My understanding is that going to hybrid actually allowed Toyota to significantly simplify their transmissions relative to ICE vehicles, even without going full EV.

The planetary gear "eCVT" systems that Toyota and Ford use in many models are mechanically a lot simpler than a traditional automatic or sequential manual transmission. Few moving parts and no clutches at all. I don't know what the long term reliability of those drivetrains is is but I wouldn't be surprised if it's measurably measurably better than a traditional transmission + engine. There's a long educational video from Weber State University that gives a good walkthrough of what's going on in those things.

https://www.youtube.com/watch?v=O61WihMRdjM


It turns out that it reduces possible ICE problems since you use the engine less often while the electric powertrain doesn’t add enough new problems to matter, so the result is an improvement in reliability.

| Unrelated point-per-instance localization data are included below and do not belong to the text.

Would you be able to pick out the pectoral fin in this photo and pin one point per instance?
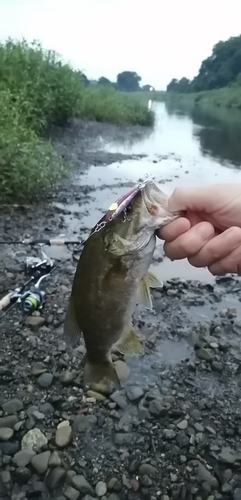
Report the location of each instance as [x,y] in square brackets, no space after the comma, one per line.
[129,342]
[72,332]
[147,282]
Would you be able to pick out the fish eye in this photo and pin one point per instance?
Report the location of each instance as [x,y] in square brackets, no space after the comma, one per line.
[128,209]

The biggest loss in the EREV in my opinion will be (I assume) the frunk. That has turned out very handy on multiple occasions.

The difference is what is actually powering the wheel. Hybrid is still primarily ICE. EREV is electric motors (with the ICE just charging the batteries).

I literally couldn’t think of a better truck than an EREV. Give me an ICE engine that can haul my trailer into the boondocks knowing I just need a gas station nearby, but can power my trailer off the battery.